Questions fréquentes

La cyberassurance est-elle obligatoire ?

Non, aucune obligation légale générale n’impose la cyberassurance aux TPE. En revanche, elle est de plus en plus souvent exigée contractuellement : grands donneurs d’ordre, marchés publics ou clients du secteur santé peuvent demander une attestation de couverture cyber avant de signer. L’obligation est alors commerciale, pas réglementaire.

Puis-je être assuré sans authentification multifacteur ?

De plus en plus difficilement. La MFA sur les messageries et les accès distants figure parmi les prérequis les plus fréquents des questionnaires de souscription. Sans elle, l’assureur peut refuser le dossier, appliquer une surprime ou exclure certains scénarios (notamment la compromission de messagerie). L’activer avant de demander des devis reste le réflexe le plus rentable.

Les rançons de ransomware sont-elles couvertes ?
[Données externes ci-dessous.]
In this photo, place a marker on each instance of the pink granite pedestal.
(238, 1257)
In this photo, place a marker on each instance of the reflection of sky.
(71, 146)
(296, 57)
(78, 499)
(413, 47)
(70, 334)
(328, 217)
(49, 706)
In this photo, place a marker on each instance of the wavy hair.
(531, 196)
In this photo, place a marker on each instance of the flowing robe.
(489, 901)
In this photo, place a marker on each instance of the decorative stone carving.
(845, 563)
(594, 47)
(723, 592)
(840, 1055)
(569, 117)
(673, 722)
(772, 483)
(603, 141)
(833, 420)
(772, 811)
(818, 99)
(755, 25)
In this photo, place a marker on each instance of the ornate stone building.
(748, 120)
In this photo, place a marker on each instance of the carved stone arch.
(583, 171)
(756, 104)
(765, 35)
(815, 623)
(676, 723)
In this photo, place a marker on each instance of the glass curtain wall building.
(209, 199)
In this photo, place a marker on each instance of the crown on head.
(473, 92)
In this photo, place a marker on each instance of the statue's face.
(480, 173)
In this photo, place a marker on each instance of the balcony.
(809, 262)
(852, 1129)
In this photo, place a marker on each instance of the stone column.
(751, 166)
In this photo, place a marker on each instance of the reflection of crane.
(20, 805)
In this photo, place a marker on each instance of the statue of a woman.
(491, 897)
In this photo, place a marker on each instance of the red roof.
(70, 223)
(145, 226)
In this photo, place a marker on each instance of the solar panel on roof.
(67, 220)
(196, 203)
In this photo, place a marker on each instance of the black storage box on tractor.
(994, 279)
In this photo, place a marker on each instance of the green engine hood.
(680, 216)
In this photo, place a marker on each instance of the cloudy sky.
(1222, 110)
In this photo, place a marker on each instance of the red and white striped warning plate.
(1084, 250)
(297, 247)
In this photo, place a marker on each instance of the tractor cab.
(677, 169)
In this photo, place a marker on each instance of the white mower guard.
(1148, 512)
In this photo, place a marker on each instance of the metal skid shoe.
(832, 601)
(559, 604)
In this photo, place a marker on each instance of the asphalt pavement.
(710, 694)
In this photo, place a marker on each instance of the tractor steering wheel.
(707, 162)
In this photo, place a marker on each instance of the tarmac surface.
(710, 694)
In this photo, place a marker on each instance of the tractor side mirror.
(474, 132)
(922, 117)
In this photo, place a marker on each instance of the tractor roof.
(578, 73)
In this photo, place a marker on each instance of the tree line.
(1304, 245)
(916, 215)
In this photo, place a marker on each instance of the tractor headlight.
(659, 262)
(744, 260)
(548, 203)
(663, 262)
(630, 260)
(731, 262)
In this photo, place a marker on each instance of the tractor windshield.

Cela dépend des contrats. Certains prévoient le remboursement de la rançon sous conditions strictes (dépôt de plainte, validation préalable de l’assureur), d’autres l’excluent et couvrent uniquement les frais de restauration et de gestion de crise. Le sujet est encadré et évolutif : vérifiez la clause exacte et ses conditions plutôt que de supposer la couverture acquise.

Quelle différence avec ma RC professionnelle ?

La RC pro couvre les dommages que vous causez à des tiers dans le cadre de votre activité. La cyberassurance couvre d’abord vos propres pertes (données, interruption d’activité, frais de crise) et inclut un volet RC spécifique aux incidents cyber, comme la fuite de données de vos clients. Les deux contrats sont complémentaires, pas substituables.